Теодор утверждал, что место рождения — это мать и то, что человеку вспоминается. И это куда глубже темного мира материнской утробы, который сопровождает нас даже тогда, когда мы этого не осознаем. Место рождения — правремя и прасвет. Может, оттуда и усиленная тяга Теодора к зелени и растениям на Саве, куда в последние годы он убегал из своей мансарды.
Пережитое и то, что вспоминалось позже, Теодор видел по-разному. И верил, что кое-что было именно так, как он это понял потом. Иным был стыд, который он почувствовал от посещения, в первый и последний раз, Белграда матерью, захотевшей посмотреть на Разию. Тогда он попросту спровадил мать, не успела она приехать, обратно в Дыры. Потому что стыдился перед Разией материнской деревенщины: в черной длинной юбке, в опанках (потом, как мне помнится, он их обожал) и в суконных носках. Без объяснений проводил он ее на вокзал, на глазах у пораженной Разии. Он нарушил согласие с матерью. В то же время он ощутил и разлад с Разией.
Чувство стыда за мать, если такое случалось прежде, было лишь короткой вспышкой, от которой он мгновенно избавлялся. А когда он потом вспоминал этот свой стыд, он казался ему невыносимым кошмаром с налетом тоски. Этот стыд охватывал его целиком и ужасал. И нельзя было понять, что же произошло.
(Тогда, по его утверждению, он ощутил в себе второго Теодора.)
А пробуждение, то, когда он прикоснулся к красоте и теплу матери, вернуло стыд того дня, когда он поспешно заталкивал ее в поезд на Дыры и хотел вторично оборвать пуповину, связывающую его с матерью. Но пуповина тянула его к матери и вновь соединяла с ней. В действительности же пуповина никогда не обрывалась, даже когда ему казалось, что он ее уничтожил. Потому что пуповина — это конец времени и воспоминаний. Неразрывная цепь, которая тянет назад, в гнездо.
Пуповина соткана из множества уходов и возвращений — это та нить, которая вела его к гармонии. С ее помощью все разрушенное и разорванное в его жизни стремилось к согласию, какое было или какое могло бы быть.

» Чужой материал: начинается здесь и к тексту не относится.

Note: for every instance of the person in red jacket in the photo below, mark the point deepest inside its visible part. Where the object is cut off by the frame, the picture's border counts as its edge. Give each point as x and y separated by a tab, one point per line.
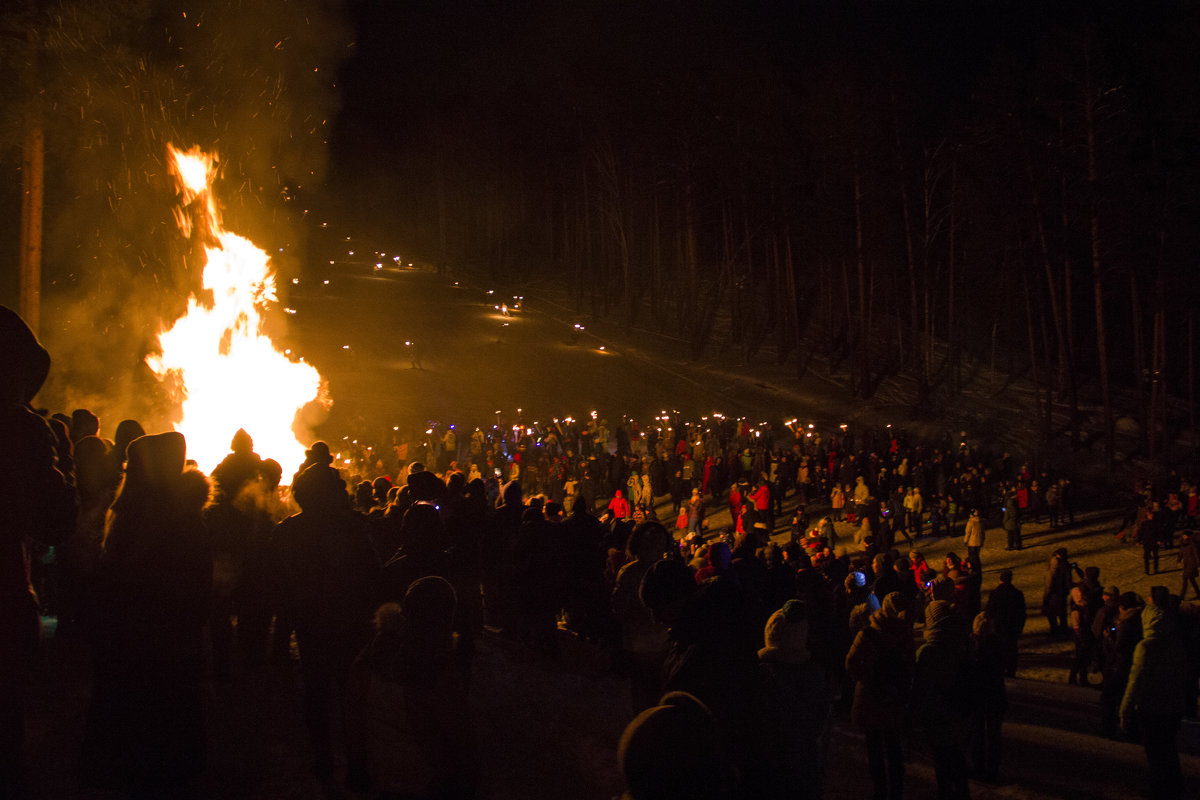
619	505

Теодор был способен за мгновение собрать и осмыслить разрушенное, словно и не было разрушения. Как дом. И вся его жизнь проходила в мысленном созидании и обновлении разорванного временем дома жизни.
Гармония Теодора действовала в пределах обоих миров.
(«Созревают, чтобы умереть», — говорил он.)
Теодор знал, что нет таких сил, которые бы вернули отца, поэтому про себя он обдумывал и наблюдал все, что разрушается и развеивается временем. В мгновения гармонии, в минуты озарения Теодор ощущал ужасающую пустоту души. Он утверждал, что пугающую свободу испытывает только тогда, когда возвращается в прошлое и в воспоминаниях воссоздает то, чего уже нет. Так, он утверждал, что испытывает любовь к Разии только при воспоминании о погружении в колыбель ее тела.
Теодор оттягивал завершение «Словаря». Книга в целом одновременно и виделась ему, и не давалась. Он словно хотел сам раствориться в словах, ради которых тонул в реке времени и исчезал в ее холодных водах. И в то время как Разия расширяла мир вокруг него, утешая его и исцеляя, Теодор укрывался в «Словаре», точно в монастыре.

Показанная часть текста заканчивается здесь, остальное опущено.